By noon even the umbrella doesn’t do the job.  When I get home after school at about 12:30, the brick house with a tin roof is throbbing. There’s a rapid ticking sound that comes off the roof as it heats up. What saves me is the wind that, cooled by the shade of the house, blows through. Lunch makes me sleepy.  But a nap in the heat makes for wild dreams.  I wake up disoriented and damp.

 It’s not a good idea to walk around between noon and 4 if you don’t have to.  I’ve changed my habits to do any afternoon errands as late in the day as I can.  By 4 it’s better, there’s more shade to walk in. And by 5 the sun is low in the sky and the cool evening begins, often with a fine sunset.  I love to stand in the door of my house and watch it in the breeze. So the moral of the story is that you just need to know how to adapt.  The sun teaches that lesson effectively.

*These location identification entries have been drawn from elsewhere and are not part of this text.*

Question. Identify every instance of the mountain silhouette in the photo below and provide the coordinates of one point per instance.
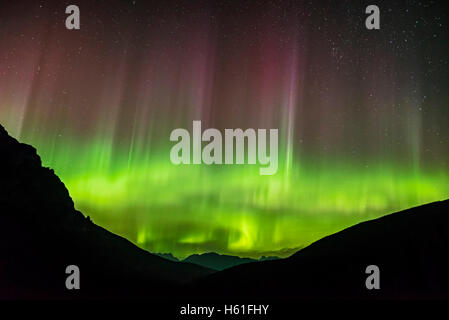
(410, 248)
(41, 234)
(220, 262)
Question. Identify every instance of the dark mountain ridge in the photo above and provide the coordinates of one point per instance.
(41, 233)
(411, 249)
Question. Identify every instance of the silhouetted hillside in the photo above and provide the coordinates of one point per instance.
(216, 261)
(41, 234)
(411, 248)
(220, 262)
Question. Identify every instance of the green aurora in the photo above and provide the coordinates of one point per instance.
(362, 114)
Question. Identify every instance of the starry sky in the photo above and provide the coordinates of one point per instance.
(362, 114)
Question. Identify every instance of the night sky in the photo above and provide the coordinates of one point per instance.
(363, 115)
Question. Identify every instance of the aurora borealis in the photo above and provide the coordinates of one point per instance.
(362, 114)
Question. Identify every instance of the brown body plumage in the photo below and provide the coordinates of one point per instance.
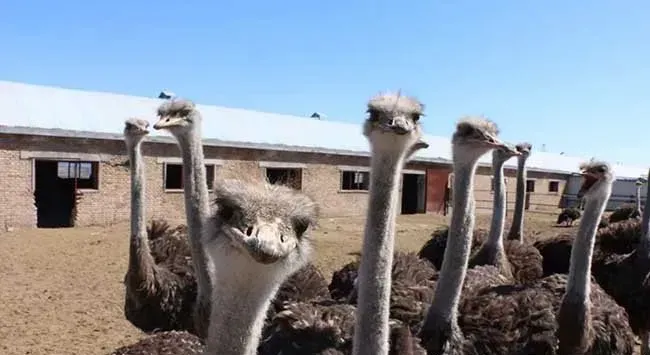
(624, 212)
(326, 328)
(434, 248)
(522, 319)
(165, 343)
(617, 238)
(625, 278)
(160, 285)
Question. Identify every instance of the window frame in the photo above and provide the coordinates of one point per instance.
(94, 172)
(364, 172)
(181, 189)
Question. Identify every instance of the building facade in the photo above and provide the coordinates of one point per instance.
(76, 179)
(63, 161)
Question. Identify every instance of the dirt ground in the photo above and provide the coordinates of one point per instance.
(61, 290)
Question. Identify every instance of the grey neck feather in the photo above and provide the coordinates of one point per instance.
(579, 278)
(495, 238)
(372, 331)
(197, 210)
(643, 249)
(459, 242)
(140, 260)
(517, 227)
(239, 309)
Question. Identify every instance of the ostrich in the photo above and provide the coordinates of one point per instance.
(626, 278)
(517, 228)
(434, 249)
(394, 133)
(567, 216)
(534, 318)
(183, 121)
(255, 238)
(158, 295)
(629, 211)
(473, 138)
(515, 260)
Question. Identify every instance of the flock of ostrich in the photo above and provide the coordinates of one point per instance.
(237, 279)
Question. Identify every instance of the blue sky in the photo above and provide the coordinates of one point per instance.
(573, 76)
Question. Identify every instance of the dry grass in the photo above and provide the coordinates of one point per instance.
(61, 289)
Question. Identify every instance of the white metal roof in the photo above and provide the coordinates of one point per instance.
(35, 106)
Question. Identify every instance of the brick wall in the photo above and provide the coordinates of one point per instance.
(109, 203)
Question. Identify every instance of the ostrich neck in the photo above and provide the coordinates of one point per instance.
(517, 227)
(643, 249)
(372, 331)
(495, 238)
(197, 208)
(583, 246)
(459, 241)
(238, 310)
(140, 259)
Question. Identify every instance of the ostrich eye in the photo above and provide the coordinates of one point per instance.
(373, 115)
(300, 226)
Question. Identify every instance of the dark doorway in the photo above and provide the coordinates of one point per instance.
(285, 176)
(55, 185)
(413, 193)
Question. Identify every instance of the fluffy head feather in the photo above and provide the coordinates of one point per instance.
(524, 147)
(479, 123)
(176, 108)
(395, 102)
(267, 201)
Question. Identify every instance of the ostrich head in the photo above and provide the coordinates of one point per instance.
(524, 148)
(474, 137)
(135, 129)
(267, 224)
(505, 153)
(178, 116)
(640, 181)
(597, 179)
(393, 124)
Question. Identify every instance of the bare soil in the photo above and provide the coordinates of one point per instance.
(61, 290)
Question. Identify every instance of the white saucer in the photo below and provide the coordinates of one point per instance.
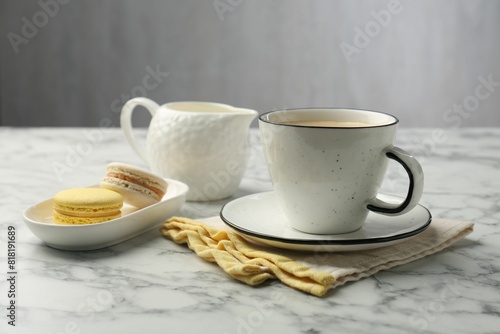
(258, 217)
(94, 236)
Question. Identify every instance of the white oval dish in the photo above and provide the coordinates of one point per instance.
(133, 222)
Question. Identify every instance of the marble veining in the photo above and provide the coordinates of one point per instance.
(149, 284)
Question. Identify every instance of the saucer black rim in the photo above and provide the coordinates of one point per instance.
(351, 242)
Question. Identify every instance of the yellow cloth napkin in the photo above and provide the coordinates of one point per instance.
(314, 273)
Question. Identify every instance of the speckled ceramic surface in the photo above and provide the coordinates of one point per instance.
(325, 178)
(260, 218)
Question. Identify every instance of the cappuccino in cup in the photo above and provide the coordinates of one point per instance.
(327, 166)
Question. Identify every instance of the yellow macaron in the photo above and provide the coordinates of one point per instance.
(79, 206)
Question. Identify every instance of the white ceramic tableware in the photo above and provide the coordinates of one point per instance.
(327, 176)
(259, 218)
(202, 144)
(94, 236)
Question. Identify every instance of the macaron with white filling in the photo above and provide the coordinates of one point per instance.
(138, 186)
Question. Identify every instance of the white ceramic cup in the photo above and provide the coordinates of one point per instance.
(327, 178)
(203, 144)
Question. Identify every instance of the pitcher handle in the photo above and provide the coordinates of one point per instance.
(126, 122)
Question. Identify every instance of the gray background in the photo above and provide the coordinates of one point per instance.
(87, 57)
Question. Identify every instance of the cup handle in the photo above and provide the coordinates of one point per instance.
(126, 122)
(415, 189)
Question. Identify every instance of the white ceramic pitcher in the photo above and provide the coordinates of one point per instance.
(202, 144)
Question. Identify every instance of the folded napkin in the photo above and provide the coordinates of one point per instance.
(314, 273)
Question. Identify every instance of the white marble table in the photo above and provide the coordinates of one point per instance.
(151, 285)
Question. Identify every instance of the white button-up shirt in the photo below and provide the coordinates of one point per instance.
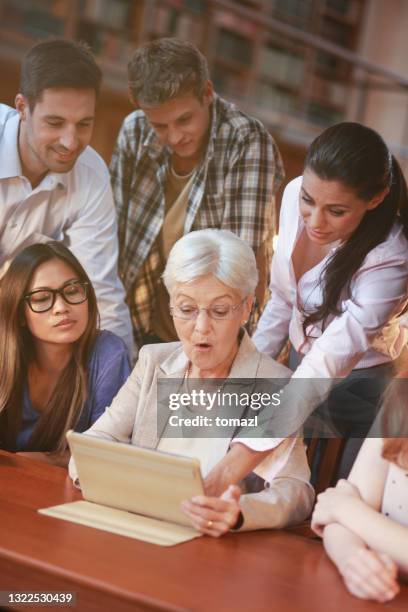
(75, 207)
(369, 330)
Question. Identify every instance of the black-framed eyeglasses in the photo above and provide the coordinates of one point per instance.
(41, 300)
(218, 312)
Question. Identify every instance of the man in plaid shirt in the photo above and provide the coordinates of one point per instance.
(185, 160)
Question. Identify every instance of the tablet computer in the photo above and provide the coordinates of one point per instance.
(132, 491)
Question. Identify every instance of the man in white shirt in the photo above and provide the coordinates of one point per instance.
(53, 186)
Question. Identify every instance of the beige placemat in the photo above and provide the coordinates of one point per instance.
(122, 522)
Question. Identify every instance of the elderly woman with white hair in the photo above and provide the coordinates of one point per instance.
(211, 277)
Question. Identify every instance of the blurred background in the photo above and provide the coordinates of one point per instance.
(297, 65)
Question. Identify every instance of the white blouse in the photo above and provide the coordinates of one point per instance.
(369, 330)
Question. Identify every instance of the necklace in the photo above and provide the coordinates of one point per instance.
(181, 177)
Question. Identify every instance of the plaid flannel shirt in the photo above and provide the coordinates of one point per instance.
(233, 188)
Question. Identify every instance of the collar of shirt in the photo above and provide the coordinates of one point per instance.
(11, 164)
(155, 148)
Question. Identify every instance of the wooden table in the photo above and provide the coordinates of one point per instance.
(257, 571)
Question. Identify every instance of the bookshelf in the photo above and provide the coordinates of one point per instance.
(272, 75)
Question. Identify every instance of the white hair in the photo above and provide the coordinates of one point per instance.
(212, 251)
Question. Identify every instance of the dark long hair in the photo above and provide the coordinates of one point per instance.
(357, 157)
(67, 400)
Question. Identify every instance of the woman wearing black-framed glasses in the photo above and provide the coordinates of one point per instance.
(57, 369)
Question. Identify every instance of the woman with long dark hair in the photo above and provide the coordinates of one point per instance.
(57, 370)
(339, 281)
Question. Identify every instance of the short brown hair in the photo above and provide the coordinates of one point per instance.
(58, 63)
(164, 69)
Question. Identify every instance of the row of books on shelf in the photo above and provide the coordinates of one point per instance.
(171, 22)
(280, 65)
(106, 12)
(273, 98)
(32, 20)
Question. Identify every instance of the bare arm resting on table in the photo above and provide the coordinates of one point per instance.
(59, 459)
(366, 546)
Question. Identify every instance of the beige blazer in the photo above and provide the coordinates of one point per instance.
(132, 418)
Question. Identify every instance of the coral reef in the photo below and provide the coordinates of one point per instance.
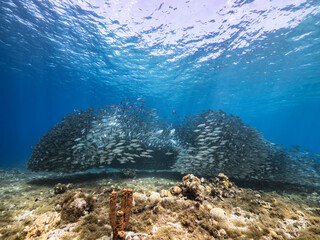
(61, 188)
(128, 173)
(214, 209)
(190, 187)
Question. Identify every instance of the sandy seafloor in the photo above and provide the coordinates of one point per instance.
(165, 207)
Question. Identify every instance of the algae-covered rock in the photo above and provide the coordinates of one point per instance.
(42, 225)
(61, 188)
(74, 205)
(218, 214)
(154, 198)
(190, 187)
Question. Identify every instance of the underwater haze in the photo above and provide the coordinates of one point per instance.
(259, 60)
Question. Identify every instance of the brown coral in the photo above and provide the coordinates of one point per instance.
(119, 221)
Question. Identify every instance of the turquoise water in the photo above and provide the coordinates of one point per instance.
(259, 60)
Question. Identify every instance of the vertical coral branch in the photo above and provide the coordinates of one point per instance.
(128, 205)
(119, 221)
(112, 212)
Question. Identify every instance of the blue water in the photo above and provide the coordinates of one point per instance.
(258, 59)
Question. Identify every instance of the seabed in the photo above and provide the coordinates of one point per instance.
(166, 205)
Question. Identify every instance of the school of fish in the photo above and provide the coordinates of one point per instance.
(132, 135)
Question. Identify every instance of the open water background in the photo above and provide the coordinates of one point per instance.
(258, 59)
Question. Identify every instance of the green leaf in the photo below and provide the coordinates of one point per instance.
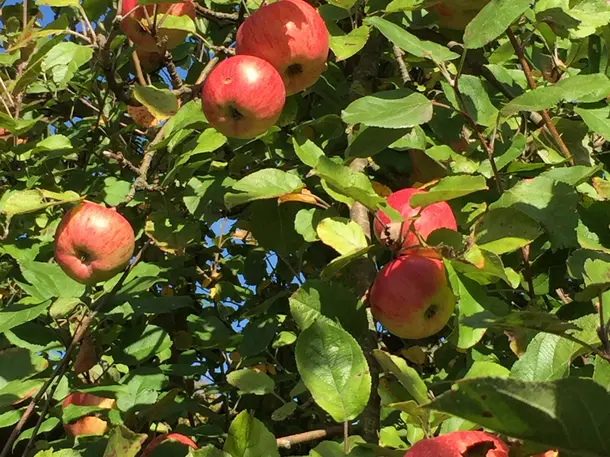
(334, 370)
(505, 230)
(515, 150)
(394, 109)
(476, 99)
(597, 119)
(258, 334)
(345, 45)
(470, 301)
(601, 373)
(171, 232)
(115, 190)
(248, 437)
(567, 414)
(19, 313)
(64, 59)
(143, 343)
(251, 382)
(343, 235)
(449, 188)
(58, 3)
(406, 375)
(331, 300)
(184, 22)
(209, 331)
(549, 356)
(263, 184)
(18, 364)
(284, 411)
(410, 43)
(308, 152)
(550, 202)
(124, 442)
(207, 451)
(162, 103)
(345, 4)
(492, 21)
(15, 202)
(373, 140)
(583, 88)
(16, 391)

Friday I move to a new house, my third and, I hope, last in my site.  My first home was a house I described in previous posts, a really nice middle class house with roosters, dogs, kids, etc.  I lived there two months.  The house had 2 problems.  First, although in the pueblo, it was isolated from neighbors.  This made for nice privacy but not my goal of being a part of the community.  In addition one person in the house made it pretty clear that having a stranger in the house was not an arrangement that suited. (Although this time was rough to live through, I must say I understand.  It’s not for everyone to have a barely articulate stranger haunting the rooms of one’s house.)  So I moved on to another house, the only one available on short notice, out in the barrio of about 15 families, a 20 minute walk into town.  This house is really basic, government housing (rough concrete floor, shower and washroom in the kitchen, cook top but no refrigerator).  I like the family and could spend the rest of my service here despite the lack of amenities, but its distance from town interferes with community integration and makes it impossible to, for instance, give community classes at night because there isn’t a safe way from the town to the barrio at night.

And so, with the kind help of a lady in town who for some reason likes volunteers, I found the third house. And what a house!   It has cool tile floors, upholstered furniture in the living room, indoor plumbing, a small refrigerator with a freezer on top (ice!!) and—get this—an island in the kitchen! (In the barrio I have been preparing food, chopping tomatoes for instance, in the sink, there being no other space.)   There is a small porch in front where I can sit and say hello to the people who walk by all day long. Best of all we have 2 puppies.  The lady from whom I’ll be renting a room is maybe a few years older than I, with 6 children, four of whom live in town.  She lives alone in all of this splendor.  I am hoping we will be friends. (That is not a cynical comment.  I really hope to makes friends here, like I have in the States, something more than cordial friendly relationships.)

Do I feel a little guilty about moving out of government housing and into fat city?  Of course.  The barrio house is very Peace Corps.  It’s what I signed up for.  I don’t need all the luxury of the town house.  But am I glad to move into town and to leave the latrine behind? Si.  I’ll just have to deal with the guilt, sucking it up “for the sake of the mission.”  Fingers crossed it’s my last move.

And finally for all of you who have read my whining about the slow progress of my Spanish, I finally tested into “intermediate mid” the base Peace Corps language requirement.  Not sure I’ll ever be “advanced” but I’m minimally competent.  And for those of you who talk about coming to visit, don’t be put off by the weather report above.  Everyone says the worst of it is right now.